US 12,229,506 B2
Method and system for filtering ill corpus
Xiaoning Jiang, Zhejiang (CN); Kai Liu, Zhejiang (CN); Yuhan Zhou, Zhejiang (CN); Hongmin Xie, Zhejiang (CN); Yukuan He, Zhejiang (CN); Weijie Liu, Zhejiang (CN); Jie Zhang, Zhejiang (CN); and Zhen Liu, Zhejiang (CN)
Assigned to Zhejiang Gongshang University, Hangzhou (CN)
Filed by Zhejiang Gongshang University, Zhejiang (CN)
Filed on Dec. 16, 2022, as Appl. No. 18/067,428.
Claims priority of application No. 202210905334.8 (CN), filed on Jul. 29, 2022.
Prior Publication US 2024/0037328 A1, Feb. 1, 2024
Int. Cl. G06F 40/232 (2020.01); G06F 40/295 (2020.01); H04L 51/212 (2022.01)

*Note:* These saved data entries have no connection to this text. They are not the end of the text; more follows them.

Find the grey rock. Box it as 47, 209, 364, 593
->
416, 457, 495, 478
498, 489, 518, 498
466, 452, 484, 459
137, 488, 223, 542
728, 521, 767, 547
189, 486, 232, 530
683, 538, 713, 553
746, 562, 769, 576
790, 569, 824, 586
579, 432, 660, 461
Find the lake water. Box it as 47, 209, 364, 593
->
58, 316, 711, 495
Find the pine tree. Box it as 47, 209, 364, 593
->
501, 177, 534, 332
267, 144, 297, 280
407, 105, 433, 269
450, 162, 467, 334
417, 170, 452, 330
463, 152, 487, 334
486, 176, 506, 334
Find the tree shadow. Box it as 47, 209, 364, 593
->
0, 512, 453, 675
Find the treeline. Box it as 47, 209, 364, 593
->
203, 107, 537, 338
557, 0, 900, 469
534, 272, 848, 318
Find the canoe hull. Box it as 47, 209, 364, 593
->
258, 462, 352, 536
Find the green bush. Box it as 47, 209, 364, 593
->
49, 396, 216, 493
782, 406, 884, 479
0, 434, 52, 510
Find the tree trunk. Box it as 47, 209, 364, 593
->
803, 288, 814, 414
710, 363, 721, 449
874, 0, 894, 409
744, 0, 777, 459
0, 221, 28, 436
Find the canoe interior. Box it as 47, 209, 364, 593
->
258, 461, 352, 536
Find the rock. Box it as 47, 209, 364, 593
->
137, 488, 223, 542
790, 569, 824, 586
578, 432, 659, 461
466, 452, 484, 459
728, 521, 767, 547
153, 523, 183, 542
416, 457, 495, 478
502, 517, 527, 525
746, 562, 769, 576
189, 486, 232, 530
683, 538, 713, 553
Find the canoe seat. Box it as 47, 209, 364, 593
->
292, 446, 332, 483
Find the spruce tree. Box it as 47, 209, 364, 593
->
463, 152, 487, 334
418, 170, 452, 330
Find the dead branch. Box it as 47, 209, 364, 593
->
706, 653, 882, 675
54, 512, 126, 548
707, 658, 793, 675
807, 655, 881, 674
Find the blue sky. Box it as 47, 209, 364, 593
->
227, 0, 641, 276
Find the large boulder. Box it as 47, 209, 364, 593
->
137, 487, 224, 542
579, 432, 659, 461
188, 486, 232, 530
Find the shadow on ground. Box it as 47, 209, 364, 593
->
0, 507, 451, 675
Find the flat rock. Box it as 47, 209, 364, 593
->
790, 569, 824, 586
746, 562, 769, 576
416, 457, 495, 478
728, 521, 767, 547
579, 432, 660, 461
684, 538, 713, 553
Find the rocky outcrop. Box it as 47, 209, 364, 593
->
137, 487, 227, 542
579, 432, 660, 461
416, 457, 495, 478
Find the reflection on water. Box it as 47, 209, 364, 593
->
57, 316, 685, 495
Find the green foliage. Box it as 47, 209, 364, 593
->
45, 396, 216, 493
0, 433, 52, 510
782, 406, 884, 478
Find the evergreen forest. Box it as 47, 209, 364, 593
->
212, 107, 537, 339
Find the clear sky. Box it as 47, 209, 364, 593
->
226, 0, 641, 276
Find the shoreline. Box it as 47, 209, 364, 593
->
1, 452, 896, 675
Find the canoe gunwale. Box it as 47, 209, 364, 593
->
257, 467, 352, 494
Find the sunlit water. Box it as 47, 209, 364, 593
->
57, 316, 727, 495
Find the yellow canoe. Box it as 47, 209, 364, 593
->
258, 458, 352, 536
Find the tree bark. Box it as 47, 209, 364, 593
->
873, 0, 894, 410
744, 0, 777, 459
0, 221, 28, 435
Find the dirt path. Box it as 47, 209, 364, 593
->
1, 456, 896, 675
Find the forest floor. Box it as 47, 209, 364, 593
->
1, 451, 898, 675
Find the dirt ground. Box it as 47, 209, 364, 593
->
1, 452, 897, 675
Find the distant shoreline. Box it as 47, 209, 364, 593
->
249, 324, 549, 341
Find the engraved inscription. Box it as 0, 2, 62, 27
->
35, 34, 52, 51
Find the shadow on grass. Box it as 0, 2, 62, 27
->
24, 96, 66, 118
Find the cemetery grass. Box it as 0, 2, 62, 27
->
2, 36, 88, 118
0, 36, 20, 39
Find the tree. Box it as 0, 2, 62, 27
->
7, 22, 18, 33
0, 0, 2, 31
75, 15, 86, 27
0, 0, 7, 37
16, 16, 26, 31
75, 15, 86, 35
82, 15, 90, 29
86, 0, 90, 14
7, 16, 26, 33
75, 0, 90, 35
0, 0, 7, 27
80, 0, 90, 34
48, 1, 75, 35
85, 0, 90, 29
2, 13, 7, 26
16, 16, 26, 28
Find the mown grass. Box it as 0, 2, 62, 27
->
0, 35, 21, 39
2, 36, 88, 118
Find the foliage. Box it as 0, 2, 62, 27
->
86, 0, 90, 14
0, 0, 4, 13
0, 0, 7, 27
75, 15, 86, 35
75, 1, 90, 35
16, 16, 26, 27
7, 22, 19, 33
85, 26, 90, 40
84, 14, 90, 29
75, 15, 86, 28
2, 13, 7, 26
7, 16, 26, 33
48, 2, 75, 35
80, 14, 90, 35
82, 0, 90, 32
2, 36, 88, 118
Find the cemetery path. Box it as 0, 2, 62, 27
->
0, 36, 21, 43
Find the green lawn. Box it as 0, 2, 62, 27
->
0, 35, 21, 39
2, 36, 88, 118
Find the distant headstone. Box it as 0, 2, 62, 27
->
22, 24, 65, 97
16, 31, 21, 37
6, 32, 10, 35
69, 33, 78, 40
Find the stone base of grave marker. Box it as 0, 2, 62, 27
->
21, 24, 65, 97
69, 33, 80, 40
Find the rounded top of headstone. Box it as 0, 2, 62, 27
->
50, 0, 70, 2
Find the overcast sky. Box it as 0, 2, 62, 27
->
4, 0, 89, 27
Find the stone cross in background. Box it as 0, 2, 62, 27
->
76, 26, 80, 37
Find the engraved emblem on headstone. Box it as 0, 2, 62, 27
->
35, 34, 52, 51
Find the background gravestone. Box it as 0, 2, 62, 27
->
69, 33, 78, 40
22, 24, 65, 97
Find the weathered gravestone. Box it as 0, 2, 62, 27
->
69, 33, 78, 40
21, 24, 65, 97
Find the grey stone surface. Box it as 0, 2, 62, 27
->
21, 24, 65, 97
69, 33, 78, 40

CPC G06F 40/232 (2020.01) [G06F 40/295 (2020.01); H04L 51/212 (2022.05)] 12 Claims
OG exemplary drawing
 
1. A method for filtering an ill corpus, comprising:
S1: acquiring, by at least one processor, a text corpus to be recognized, and preprocessing the text corpus to be recognized to obtain a basic text corpus by at least one processor;
S2: extracting, by at least one processor, entities in the basic text corpus, and performing matching search on the entities of the basic text corpus according to an ill-text knowledge graph to obtain a first recognition result;
S3: detecting and recognizing, by at least one processor, the basic text corpus according to a corpus recognition model to obtain a second recognition result; and
S4: filtering, by at least one processor, the text corpus to be recognized according to at least one of the first recognition result and the second recognition result, and
S5: updating the ill-text knowledge graph according to the second recognition result, so as to update ill information in a form of new words into the ill-text knowledge graph in real time;
wherein a construction of the ill-text knowledge graph comprises:
acquiring a large amount of original ill text information in a network platform, and extracting entities of the original ill text information to obtain a plurality of ill word entities;
performing entity conversion processing on the ill word entities so as to obtain ill word pinyin entities and ill word homophonic entities; and
extracting a relationship among the ill word entities, the ill word pinyin entities and the ill word homophonic entities according to pinyin conversion, homophonic conversion and part-of-speech and term frequency, and constructing triples by entity disambiguating so as to obtain the ill-text knowledge graph;
wherein obtaining the first recognition result specifically comprises:
screening the entities of the basic text corpus according to the ill-text knowledge graph so as to obtain a plurality of candidate ill entities by a preset number; and
mapping the basic text corpus and the candidate ill entities into a multidimensional vector using a word2vec model, calculating similarity between the basic text corpus and the candidate ill entities according to a cosine-similarity calculation method, and obtaining the first recognition result according to the similarity;
wherein the corpus recognition model is a k-nearest neighbor model;
wherein a construction of the corpus recognition model comprises:
acquiring the ill information fed back by users and collecting normal corpus information;
performing pinyin conversion and homophonic conversion on the ill information and the normal corpus information word by word to obtain pinyin corpus information and homophonic corpus information;
dividing the ill information, the normal corpus information, phonetic corpus information and the homophonic corpus information as a sample set into a training set and a test set, and mapping the sample set into a spatial vector through the word2vec model; and
performing training on the training set mapped into the spatial vector using a k-nearest neighbor model so as to obtain the corpus recognition model;
wherein the second recognition result is configured as a supplement to the first recognition result, and the model is constructed to filter out hidden ill information in the form of new words;
wherein there is no sequential relationship between steps S2 and S3.